|

The ins and outs of the
Teradata Active Warehouse
by Todd Walter
When people think of a Teradata Data Warehouse, they
usually think of queries-queries that can't be done with any other
technology, queries that run amazingly fast, query volumes not even
imagined when the warehouse was implemented, queries that deliver
business value every day.
But what is a query without data? A successful data
warehouse thrives on the constant inflow of new data- data against
which to ask today's questions, data to discover business trends, data
on recent transactions that allow analysis of and insights into customer
behavior.
Teradata's tools for moving data into and out of
the data warehouse are second to none, ensuring that the right data is
available at the right time. Here are the ins and outs on the in and out
of Teradata Active Warehouse.
What tools are available for data extract and load?
There are four key tools for managing data movement
in Teradata: Fastload, Multiload, TPump and FastExport.
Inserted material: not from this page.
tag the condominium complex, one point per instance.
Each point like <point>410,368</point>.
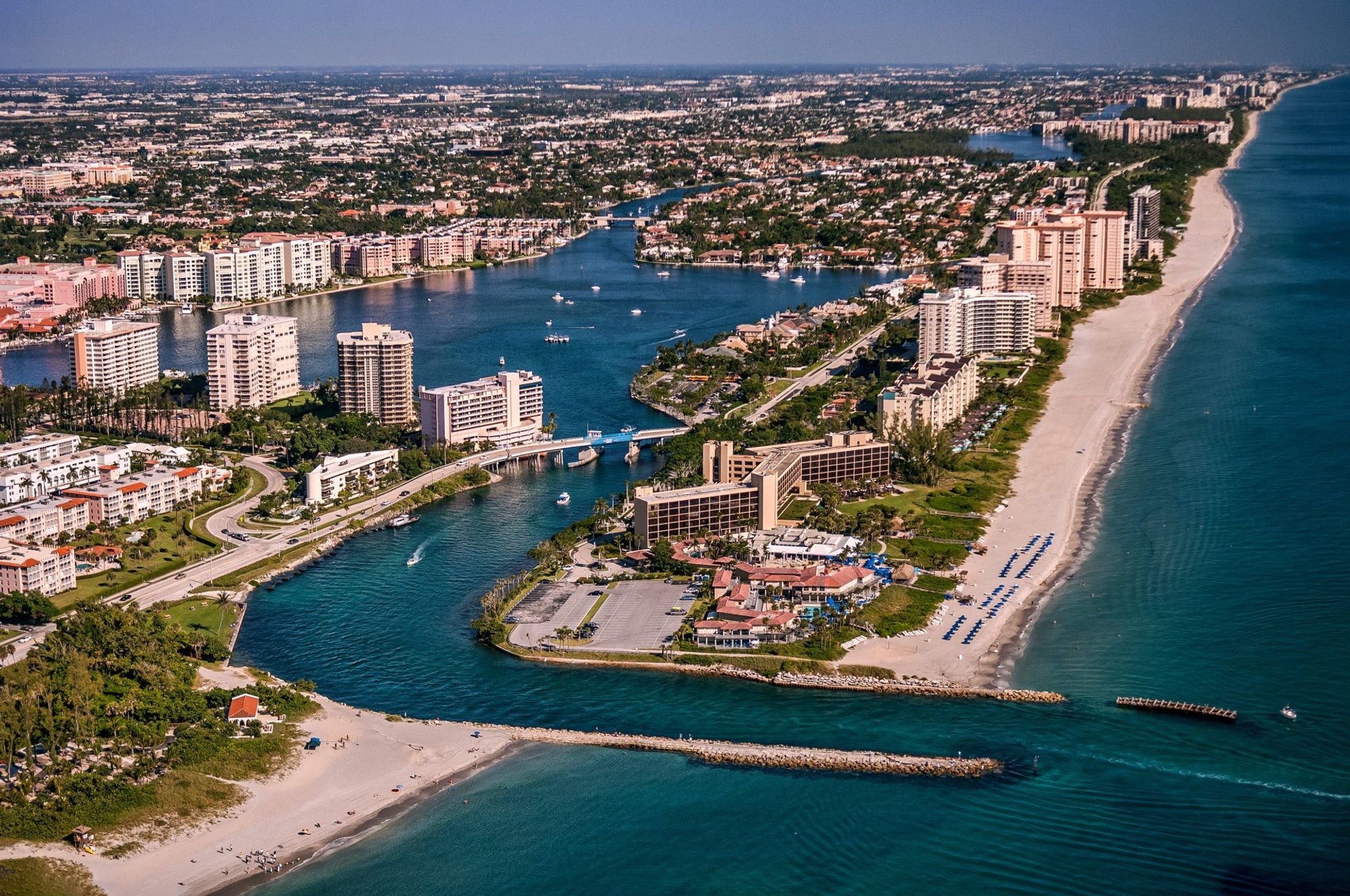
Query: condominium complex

Fastload quickly
populates empty tables. There are many data warehouse processes that
require the capture of new data as quickly as possible. For instance,
new tables must be populated, often with data from historical sources or
other data stores outside the warehouse. Other processes require new
data to be loaded into working tables, where analysis, transformation
and data integrity are completed on the way to warehouse tables. And
when source systems do not supply incremental data to the warehouse, you
have to reload tables from full extracts of the source system. For all
of these applications, Fastload is the tool of choice.
Multiload is a batch data-editing tool. Unlike
Fastload, Multiload operates on tables that already contain data. It can
insert new records or update records that already exist, and it can
delete records either individually or in groups.
TPump is the newest addition to the tool set. In
today's active warehouse, it's not enough for data to load
overnight; it must be acquired continuously to enable immediate business
decisions. TPump has the capabilities of Multiload, but it's designed
to run continuously, making data available immediately rather than
operating in a batch mode.
Finally, in many warehouse environments, it is
necessary to extract volumes of data, whether to supply an external tool
or process, to populate another system, to distribute to an outside
organization or to generate a large report. In these cases, FastExport
is ideal because it executes any SQL query of any complexity and quickly
extracts data.
What makes these tools "second to none"?
From Teradata's beginning, it was clear that large
volumes of data needed to move from outside sources into the data
warehouse. Our developers spent a lot of time making this process fast,
efficient and easy to use. Developers working on non-Teradata database
systems counted on OLTP applications placing the data into the database
rather than focusing on the importation of high data volumes from other
sources. But our focus led us to develop tools that are clearly
different in the data warehouse marketplace.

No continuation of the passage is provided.